LINK (1997) : https://www.youtube.com/watch?v=XQ1ehfpyfYY&ab_channel=m87u03r22
LINK (2015): https://www.youtube.com/watch?v=WUB-lLoULvM&ab_channel=ZafnikaFantasia
Perhaps not surprisingly, the MacGuffin-ness of the prince seems to be one of the features of the Cinderella story that doesn’t really fly anymore. Most contemporary adaptations of the tale give the prince’s character significantly more attention.
For example, in the 1950s, Rodgers and Hammerstein created a musical based on Perrault’s version of Cinderella. This version of the story added a bit more attention on the prince, exploring his personality and family life. In 1997, an updated version of the Rodgers and Hammerstein musical was released by Disney as a made-for-TV movie, which added even more focus on the prince’s character.
Take a look at the opening scenes from the 1997 film, which make significant changes to the plot of Perrault’s story. In the first scene, Cinderella and the prince (disguised as a commoner) are shown wandering through an open air market, singing the same song, but continually missing each other:
It’s worth pointing out that the little opening meet-cute was not part of Rodgers and Hammerstein’s original musical; it was added in the 1997 remake. In addition to re-imagining the prince, many contemporary adaptations of the Cinderella story also make significant changes to the representation of how Cinderella and the prince meet.

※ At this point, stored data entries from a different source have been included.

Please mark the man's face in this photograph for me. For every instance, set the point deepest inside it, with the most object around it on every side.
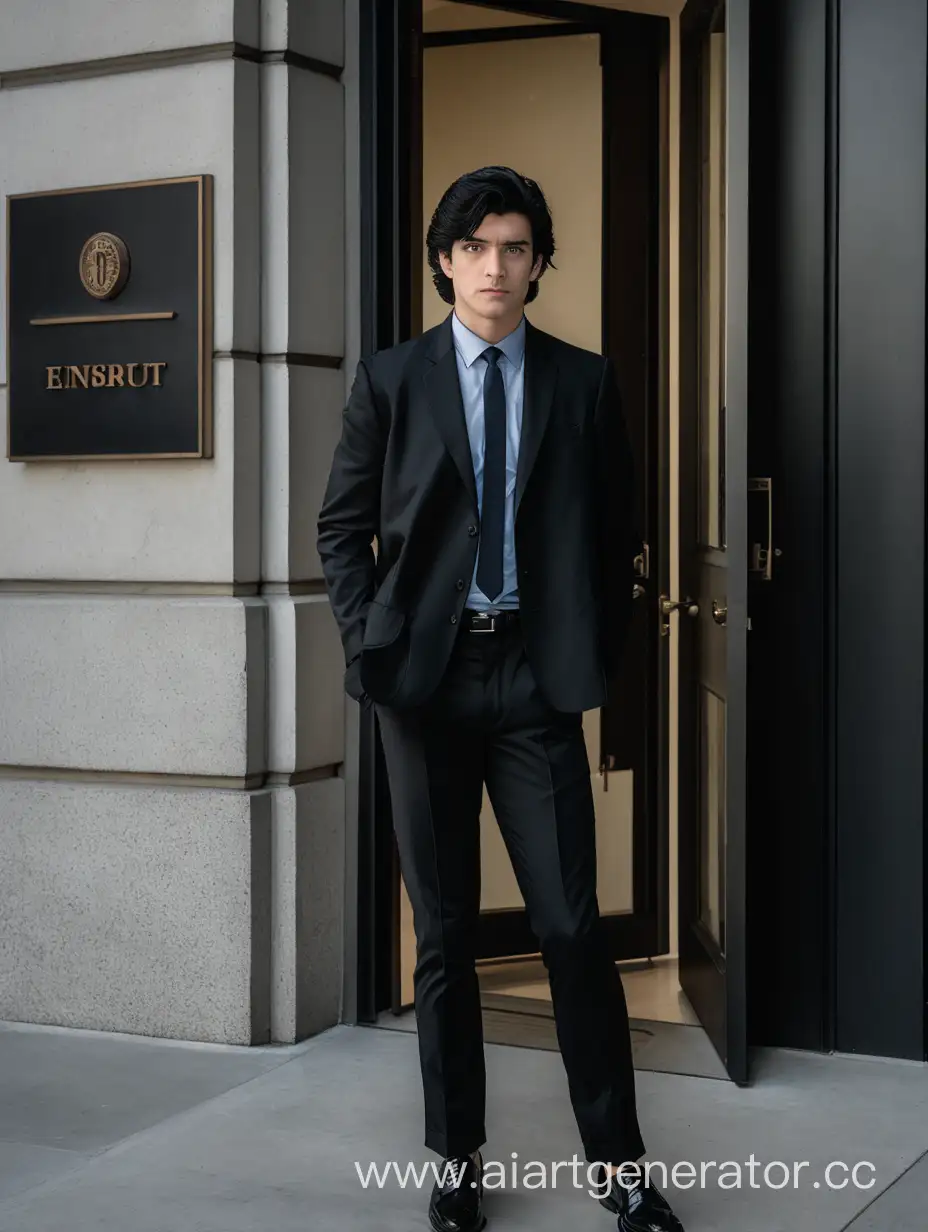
(492, 269)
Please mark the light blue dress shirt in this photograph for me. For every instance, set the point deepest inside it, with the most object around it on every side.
(471, 370)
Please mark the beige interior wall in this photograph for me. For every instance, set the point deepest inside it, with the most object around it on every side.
(542, 117)
(439, 152)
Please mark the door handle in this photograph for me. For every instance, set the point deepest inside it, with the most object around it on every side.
(761, 520)
(668, 606)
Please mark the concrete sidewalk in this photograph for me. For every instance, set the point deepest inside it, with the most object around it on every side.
(116, 1134)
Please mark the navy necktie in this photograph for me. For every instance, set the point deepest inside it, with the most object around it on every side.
(489, 566)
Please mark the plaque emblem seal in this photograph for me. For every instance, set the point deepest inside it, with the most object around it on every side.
(104, 265)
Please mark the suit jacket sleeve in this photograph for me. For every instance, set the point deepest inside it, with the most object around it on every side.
(618, 542)
(349, 519)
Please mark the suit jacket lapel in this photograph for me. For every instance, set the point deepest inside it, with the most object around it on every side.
(444, 394)
(540, 382)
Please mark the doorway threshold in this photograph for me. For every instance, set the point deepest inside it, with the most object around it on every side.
(528, 1023)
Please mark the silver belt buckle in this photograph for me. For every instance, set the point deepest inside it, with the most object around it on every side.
(483, 622)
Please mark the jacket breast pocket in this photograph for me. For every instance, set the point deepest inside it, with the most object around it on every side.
(383, 626)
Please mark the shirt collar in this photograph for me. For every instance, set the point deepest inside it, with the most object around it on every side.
(470, 346)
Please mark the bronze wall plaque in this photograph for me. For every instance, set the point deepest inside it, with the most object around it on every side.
(110, 322)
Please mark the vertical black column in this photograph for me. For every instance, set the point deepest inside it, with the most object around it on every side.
(789, 866)
(879, 527)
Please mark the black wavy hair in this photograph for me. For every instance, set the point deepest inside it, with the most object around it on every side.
(493, 190)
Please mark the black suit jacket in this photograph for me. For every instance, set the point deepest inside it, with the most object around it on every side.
(403, 476)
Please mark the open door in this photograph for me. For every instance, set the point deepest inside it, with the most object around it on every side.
(714, 509)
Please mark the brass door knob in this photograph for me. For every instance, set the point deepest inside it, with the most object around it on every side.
(684, 605)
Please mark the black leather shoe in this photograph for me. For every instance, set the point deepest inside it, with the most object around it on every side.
(640, 1209)
(457, 1205)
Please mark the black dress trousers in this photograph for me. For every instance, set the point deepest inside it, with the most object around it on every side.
(489, 723)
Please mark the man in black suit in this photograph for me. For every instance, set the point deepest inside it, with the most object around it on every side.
(489, 462)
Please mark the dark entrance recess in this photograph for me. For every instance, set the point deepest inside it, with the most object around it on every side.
(634, 56)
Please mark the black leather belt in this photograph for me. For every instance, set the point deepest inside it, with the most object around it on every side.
(488, 622)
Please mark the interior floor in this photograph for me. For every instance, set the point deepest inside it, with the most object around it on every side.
(652, 988)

Kenneth Branagh’s 2015 live-action remake of Cinderella draws on both the Perrault and Grimm variants of the story, but it too departs from the source narratives’ depiction of the prince and his first encounter with Cinderella, among other things:
Write a brief paragraph discussing one example of a change to the plot, the characters, or other aspects of the story you noticed between the contemporary adaptations you’ve watched in this lesson and one or more of the classic variants we have read. Why do you think this change was made? How does it influence what the story communicates? How might it make the story more meaningful or appropriate for a contemporary audience?